2. About hosts(inventory file)

This project provides two types of Ansible hosts sample. The following is the location of the main services.

hosts.medium_sample:

  • Master Services including NameNode and ResourceManager: 3 nodes

  • Client: 1 node

  • Slave: 5 nodes

  • Manage: 1 nodes

  • Kafka: 3 nodes

hosts.large_sample:

  • NameNode: 2 nodes

  • Zookeeper and JournalNode: 3 nodes

  • ResourceManager: 2 nodes

  • Client: 1 node

  • Slave: 10 nodes

  • Manage: 1 nodes

  • Kafka: 3 nodes

3. About groups in inventory

This example of inventory includes the following configured groups.

Main group

group

description

production

The top group which represents the whole of the environment, such as data centers. This group is used to define the environmental specific parameters.

local

The dummy group to define localhost in inventory.

hadoop_all

The group whih represents the whole of Hadoop cluster. This group includes all groups and nodes in the Hadoop cluster.

hadoop_master

This group represents all master nodes.

hadoop_namenode

This group represents the primary NameNode and the backup NameNode

hadoop_journalnode

This group represents JournalNodes.

hadoop_zookeeperserver

This group represents Zookeeper nodes. Important : The parameter “zookeeper_server_id” is configured with each nodes.

hadoop_resourcemanager

This group represents ResourceManagers

hadoop_other

This group represents nodes which provide Hadoop-related services, such as HistoryServer.

hadoop_slave

This group represents slave nodes.

hadoop_client

This group represents client nodes. The client nodes are used to execute commands to access Hadoop services and other related services.

hadoop_pseudo

This group represents a node which provides Hadoop pseudo environment. This is mainly used for the application development.

manage

This group represents nodes which provides the management services, such as Ganglia and Graphite.

kafka_cluster

This group represents Kafka brokers of Apache Kafka (Community version)

confluent_kafka_cluster

This group represents Kafka brokers of Confluent Kafka

confluent_schema_registry

This group represents Confluent’s schema registry service nodes

confluent_kafka_rest

This group represents Confluent’s REST Proxy serivce nodes

data_loader

This group represents nodes which provide the services to load data to the cluster. e.g. fluentd and td-agent

endosnipe

This group represents nodes which provide EndoSNipe servides, such as a dashbord.

heapstats

This group represents nodes which use heapstats to monitor JVM processes.
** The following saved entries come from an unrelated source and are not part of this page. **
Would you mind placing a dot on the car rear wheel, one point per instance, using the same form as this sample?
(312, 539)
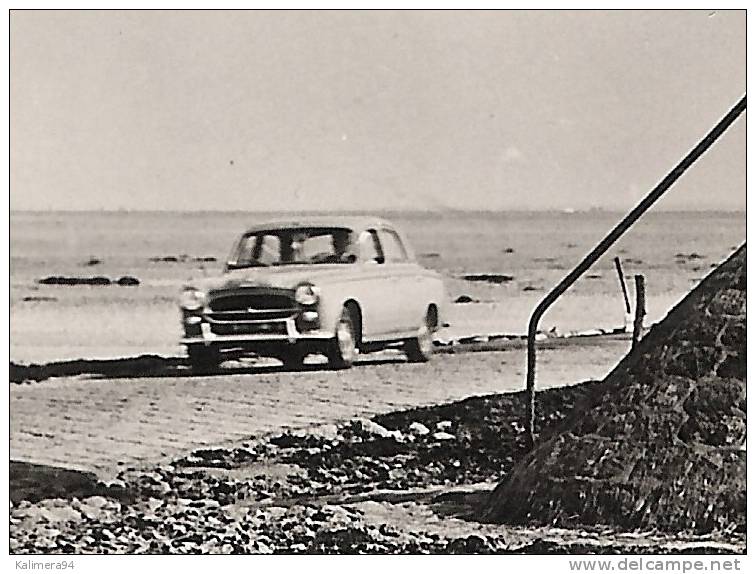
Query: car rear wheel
(420, 348)
(204, 359)
(342, 349)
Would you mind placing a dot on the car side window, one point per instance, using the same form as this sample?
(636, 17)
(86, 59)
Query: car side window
(393, 249)
(370, 247)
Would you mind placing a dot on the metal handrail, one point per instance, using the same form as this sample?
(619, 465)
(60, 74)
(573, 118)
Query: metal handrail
(606, 243)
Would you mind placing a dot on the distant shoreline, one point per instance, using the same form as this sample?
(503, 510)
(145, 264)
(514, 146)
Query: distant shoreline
(576, 212)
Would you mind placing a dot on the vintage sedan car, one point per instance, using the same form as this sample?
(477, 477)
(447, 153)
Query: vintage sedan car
(337, 286)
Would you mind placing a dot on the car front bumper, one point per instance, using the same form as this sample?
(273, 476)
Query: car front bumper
(282, 331)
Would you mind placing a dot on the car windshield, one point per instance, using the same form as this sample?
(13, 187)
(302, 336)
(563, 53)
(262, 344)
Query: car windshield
(294, 246)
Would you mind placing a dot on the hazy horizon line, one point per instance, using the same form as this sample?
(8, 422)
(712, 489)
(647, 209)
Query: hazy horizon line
(386, 210)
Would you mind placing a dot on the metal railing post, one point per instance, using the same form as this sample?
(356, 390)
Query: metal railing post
(605, 244)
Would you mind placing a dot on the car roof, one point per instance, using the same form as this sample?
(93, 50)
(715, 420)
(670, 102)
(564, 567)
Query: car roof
(353, 222)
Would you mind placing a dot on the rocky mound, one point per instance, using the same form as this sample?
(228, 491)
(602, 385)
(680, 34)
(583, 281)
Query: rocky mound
(660, 444)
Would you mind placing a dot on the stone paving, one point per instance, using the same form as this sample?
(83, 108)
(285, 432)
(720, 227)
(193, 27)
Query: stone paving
(105, 424)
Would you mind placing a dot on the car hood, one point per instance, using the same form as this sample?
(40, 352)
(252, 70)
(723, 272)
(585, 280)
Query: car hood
(285, 277)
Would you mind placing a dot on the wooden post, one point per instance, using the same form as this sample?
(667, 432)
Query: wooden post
(621, 275)
(640, 308)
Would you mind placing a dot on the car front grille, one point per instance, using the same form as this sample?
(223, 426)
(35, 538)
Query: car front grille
(251, 306)
(273, 328)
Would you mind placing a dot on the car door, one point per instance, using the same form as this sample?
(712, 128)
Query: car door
(371, 287)
(404, 293)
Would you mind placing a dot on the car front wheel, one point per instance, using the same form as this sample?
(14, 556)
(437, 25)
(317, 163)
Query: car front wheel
(342, 349)
(420, 348)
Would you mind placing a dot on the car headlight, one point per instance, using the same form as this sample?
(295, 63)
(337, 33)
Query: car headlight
(307, 294)
(192, 299)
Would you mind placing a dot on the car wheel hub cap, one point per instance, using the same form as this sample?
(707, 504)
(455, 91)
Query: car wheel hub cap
(425, 340)
(346, 340)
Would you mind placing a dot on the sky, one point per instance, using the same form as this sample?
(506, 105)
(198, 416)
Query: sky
(362, 110)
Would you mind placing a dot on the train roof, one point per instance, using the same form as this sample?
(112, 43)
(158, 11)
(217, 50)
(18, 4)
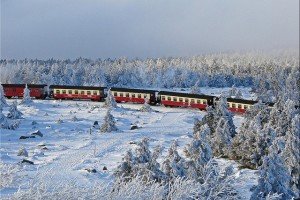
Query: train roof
(132, 90)
(23, 85)
(200, 96)
(245, 101)
(77, 87)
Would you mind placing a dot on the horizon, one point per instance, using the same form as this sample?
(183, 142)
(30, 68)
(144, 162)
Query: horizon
(141, 29)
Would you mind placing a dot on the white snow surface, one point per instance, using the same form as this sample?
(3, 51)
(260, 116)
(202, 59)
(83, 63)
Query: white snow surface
(70, 148)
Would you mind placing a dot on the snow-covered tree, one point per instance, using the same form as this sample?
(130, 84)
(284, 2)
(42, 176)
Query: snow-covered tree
(109, 123)
(14, 113)
(146, 107)
(198, 152)
(3, 121)
(291, 154)
(221, 141)
(2, 97)
(223, 112)
(217, 184)
(273, 175)
(142, 164)
(26, 96)
(253, 139)
(125, 169)
(173, 165)
(235, 93)
(196, 88)
(110, 100)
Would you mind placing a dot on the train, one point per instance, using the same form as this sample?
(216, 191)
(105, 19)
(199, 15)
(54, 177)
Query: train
(126, 95)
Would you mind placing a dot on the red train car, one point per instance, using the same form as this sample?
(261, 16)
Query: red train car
(134, 95)
(176, 99)
(240, 106)
(17, 90)
(77, 92)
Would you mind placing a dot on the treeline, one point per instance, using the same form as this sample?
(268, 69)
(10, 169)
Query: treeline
(266, 74)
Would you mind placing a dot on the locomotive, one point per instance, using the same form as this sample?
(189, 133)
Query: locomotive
(165, 98)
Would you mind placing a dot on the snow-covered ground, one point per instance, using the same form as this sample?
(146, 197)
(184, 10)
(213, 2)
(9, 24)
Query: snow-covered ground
(70, 145)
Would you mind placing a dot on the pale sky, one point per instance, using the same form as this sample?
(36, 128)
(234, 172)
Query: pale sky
(145, 28)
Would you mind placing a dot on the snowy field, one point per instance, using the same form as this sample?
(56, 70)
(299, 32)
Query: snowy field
(70, 144)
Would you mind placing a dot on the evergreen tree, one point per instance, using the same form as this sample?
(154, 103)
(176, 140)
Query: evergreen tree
(198, 152)
(125, 169)
(223, 112)
(291, 154)
(109, 124)
(173, 165)
(3, 121)
(146, 107)
(196, 89)
(26, 96)
(2, 97)
(273, 175)
(14, 113)
(221, 141)
(110, 100)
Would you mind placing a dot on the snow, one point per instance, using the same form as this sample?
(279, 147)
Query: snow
(70, 147)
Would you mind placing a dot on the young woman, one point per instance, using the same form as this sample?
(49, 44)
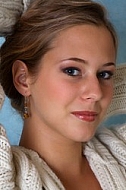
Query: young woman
(57, 68)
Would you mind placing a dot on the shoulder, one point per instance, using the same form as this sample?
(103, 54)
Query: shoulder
(106, 154)
(16, 166)
(110, 143)
(115, 141)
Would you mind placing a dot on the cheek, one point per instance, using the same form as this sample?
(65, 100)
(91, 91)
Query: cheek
(108, 94)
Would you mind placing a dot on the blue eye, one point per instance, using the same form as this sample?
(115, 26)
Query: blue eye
(72, 71)
(105, 75)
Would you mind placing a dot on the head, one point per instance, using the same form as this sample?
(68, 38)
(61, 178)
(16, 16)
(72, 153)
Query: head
(35, 32)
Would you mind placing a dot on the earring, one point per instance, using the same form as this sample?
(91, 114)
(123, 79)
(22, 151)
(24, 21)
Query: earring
(26, 108)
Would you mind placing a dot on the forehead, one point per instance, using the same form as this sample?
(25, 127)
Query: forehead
(84, 38)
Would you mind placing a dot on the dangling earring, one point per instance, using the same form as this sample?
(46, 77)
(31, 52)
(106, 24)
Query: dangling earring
(26, 108)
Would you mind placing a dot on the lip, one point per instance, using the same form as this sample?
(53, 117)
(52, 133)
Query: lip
(88, 116)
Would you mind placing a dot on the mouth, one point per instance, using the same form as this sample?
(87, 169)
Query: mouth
(88, 116)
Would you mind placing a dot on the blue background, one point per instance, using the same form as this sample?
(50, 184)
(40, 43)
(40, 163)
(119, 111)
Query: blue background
(117, 14)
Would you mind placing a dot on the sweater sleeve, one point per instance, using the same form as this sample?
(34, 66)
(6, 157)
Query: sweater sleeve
(7, 172)
(115, 140)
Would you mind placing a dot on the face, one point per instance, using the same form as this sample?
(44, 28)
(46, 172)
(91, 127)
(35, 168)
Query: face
(74, 85)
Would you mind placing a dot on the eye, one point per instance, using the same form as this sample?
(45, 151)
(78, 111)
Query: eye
(72, 71)
(105, 75)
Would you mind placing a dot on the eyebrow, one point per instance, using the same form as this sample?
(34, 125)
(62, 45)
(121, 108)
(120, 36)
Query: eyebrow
(85, 62)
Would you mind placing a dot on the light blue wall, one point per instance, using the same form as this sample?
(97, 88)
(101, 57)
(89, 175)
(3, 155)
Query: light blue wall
(117, 13)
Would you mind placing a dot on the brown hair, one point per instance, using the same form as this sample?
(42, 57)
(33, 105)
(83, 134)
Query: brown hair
(35, 30)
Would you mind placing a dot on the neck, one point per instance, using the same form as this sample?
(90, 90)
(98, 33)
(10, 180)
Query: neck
(59, 153)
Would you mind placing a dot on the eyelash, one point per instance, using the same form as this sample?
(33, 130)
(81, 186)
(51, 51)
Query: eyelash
(103, 73)
(75, 72)
(72, 71)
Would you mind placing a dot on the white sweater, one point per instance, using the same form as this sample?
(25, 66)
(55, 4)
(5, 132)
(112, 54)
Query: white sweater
(23, 169)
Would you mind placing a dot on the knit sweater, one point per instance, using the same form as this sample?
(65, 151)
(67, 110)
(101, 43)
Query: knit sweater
(23, 169)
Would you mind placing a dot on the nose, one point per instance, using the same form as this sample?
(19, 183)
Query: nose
(92, 89)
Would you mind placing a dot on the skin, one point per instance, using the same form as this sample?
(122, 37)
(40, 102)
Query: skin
(75, 75)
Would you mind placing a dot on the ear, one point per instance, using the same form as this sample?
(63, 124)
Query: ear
(21, 78)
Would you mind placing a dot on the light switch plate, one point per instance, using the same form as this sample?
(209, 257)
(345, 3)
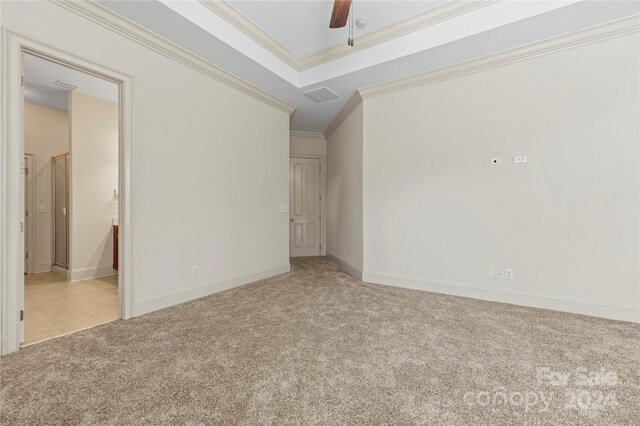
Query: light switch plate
(491, 272)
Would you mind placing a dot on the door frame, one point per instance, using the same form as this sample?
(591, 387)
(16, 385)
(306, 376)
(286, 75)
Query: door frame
(11, 179)
(323, 215)
(30, 225)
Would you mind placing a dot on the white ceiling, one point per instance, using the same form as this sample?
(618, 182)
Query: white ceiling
(40, 76)
(494, 27)
(303, 26)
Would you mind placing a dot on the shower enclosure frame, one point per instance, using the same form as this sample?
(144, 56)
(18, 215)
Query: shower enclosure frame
(55, 209)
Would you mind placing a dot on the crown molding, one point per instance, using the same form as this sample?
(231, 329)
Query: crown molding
(136, 33)
(449, 10)
(346, 110)
(233, 16)
(308, 135)
(567, 41)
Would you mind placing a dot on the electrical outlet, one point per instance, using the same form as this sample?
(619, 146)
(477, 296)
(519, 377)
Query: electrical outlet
(491, 272)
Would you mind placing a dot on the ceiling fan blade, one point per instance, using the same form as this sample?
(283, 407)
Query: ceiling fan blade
(340, 13)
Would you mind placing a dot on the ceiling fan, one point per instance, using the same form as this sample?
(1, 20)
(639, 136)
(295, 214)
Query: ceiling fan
(340, 13)
(342, 9)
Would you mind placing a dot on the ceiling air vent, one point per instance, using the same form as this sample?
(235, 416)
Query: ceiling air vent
(320, 95)
(66, 86)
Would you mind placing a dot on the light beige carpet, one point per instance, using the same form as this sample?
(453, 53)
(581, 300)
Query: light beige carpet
(316, 346)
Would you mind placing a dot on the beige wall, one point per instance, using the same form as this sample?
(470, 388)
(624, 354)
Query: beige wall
(46, 135)
(344, 191)
(303, 143)
(207, 187)
(437, 214)
(94, 176)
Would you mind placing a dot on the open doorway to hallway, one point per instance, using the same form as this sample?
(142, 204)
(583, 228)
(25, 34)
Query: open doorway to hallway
(71, 139)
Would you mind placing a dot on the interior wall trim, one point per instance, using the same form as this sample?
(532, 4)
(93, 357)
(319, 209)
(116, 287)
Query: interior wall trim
(237, 19)
(448, 10)
(136, 33)
(93, 272)
(347, 109)
(595, 34)
(309, 135)
(166, 300)
(536, 300)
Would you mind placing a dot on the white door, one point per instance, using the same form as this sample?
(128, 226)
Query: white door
(304, 205)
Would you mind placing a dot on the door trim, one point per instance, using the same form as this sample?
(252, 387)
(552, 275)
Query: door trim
(323, 176)
(12, 150)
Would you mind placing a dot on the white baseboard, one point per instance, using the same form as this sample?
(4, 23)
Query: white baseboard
(352, 270)
(60, 271)
(544, 301)
(42, 267)
(88, 273)
(180, 296)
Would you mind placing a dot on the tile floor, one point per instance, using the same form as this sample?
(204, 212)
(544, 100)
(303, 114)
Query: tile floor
(54, 306)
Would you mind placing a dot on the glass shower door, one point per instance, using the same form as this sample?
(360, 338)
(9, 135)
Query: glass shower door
(60, 208)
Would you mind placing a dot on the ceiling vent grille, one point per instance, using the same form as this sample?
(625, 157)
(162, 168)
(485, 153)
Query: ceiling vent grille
(65, 86)
(320, 95)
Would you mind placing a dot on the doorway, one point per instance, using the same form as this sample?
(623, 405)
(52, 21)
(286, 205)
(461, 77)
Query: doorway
(306, 232)
(14, 194)
(75, 285)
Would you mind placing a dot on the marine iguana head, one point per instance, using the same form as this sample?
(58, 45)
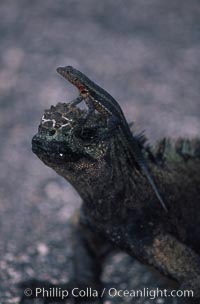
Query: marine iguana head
(75, 151)
(98, 166)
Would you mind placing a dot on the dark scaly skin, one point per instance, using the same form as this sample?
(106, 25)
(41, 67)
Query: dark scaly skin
(98, 99)
(117, 199)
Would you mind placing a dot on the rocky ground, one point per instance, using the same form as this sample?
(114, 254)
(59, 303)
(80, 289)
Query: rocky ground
(146, 54)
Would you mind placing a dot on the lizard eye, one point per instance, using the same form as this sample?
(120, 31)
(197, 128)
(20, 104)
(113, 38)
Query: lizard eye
(86, 134)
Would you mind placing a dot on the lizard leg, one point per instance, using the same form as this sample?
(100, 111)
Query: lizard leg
(75, 101)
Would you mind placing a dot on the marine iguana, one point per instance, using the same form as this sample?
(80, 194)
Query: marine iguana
(117, 199)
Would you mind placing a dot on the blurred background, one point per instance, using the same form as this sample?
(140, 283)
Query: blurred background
(145, 53)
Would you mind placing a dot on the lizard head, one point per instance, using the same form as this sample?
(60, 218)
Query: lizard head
(76, 78)
(72, 149)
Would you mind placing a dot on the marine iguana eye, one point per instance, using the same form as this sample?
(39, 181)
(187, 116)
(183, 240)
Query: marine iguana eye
(86, 134)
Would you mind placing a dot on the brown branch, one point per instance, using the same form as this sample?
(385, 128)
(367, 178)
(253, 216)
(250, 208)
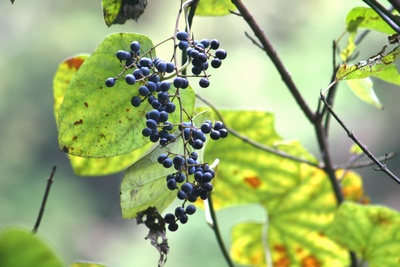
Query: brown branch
(269, 49)
(46, 194)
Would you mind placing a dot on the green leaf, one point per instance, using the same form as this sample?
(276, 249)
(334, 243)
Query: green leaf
(144, 183)
(86, 264)
(362, 88)
(362, 17)
(87, 166)
(96, 121)
(298, 198)
(214, 7)
(390, 74)
(365, 17)
(19, 247)
(119, 11)
(111, 10)
(372, 232)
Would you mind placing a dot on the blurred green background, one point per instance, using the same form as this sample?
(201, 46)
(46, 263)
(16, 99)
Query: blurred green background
(82, 218)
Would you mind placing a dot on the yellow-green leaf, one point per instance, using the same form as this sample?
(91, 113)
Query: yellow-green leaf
(97, 121)
(363, 89)
(22, 248)
(214, 7)
(390, 74)
(298, 198)
(365, 17)
(111, 10)
(362, 17)
(87, 166)
(372, 232)
(86, 264)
3.1. Managing several clusters

If you want to manage several Hadoop clusters or environments, you can distinguish these environments by using different inventries which have different top-level groups.

e.g. the production environments, the test environments, the development environments and so on.

The group variables of each group define parameters specific to each environment.

Example

  • group_vars/all/something … This file provides default parameters common for all environments.

  • group_vars/production/something … This file provides parameters common for the production environments.

  • group_vars/test/something … This file provides parameters common for the test environments.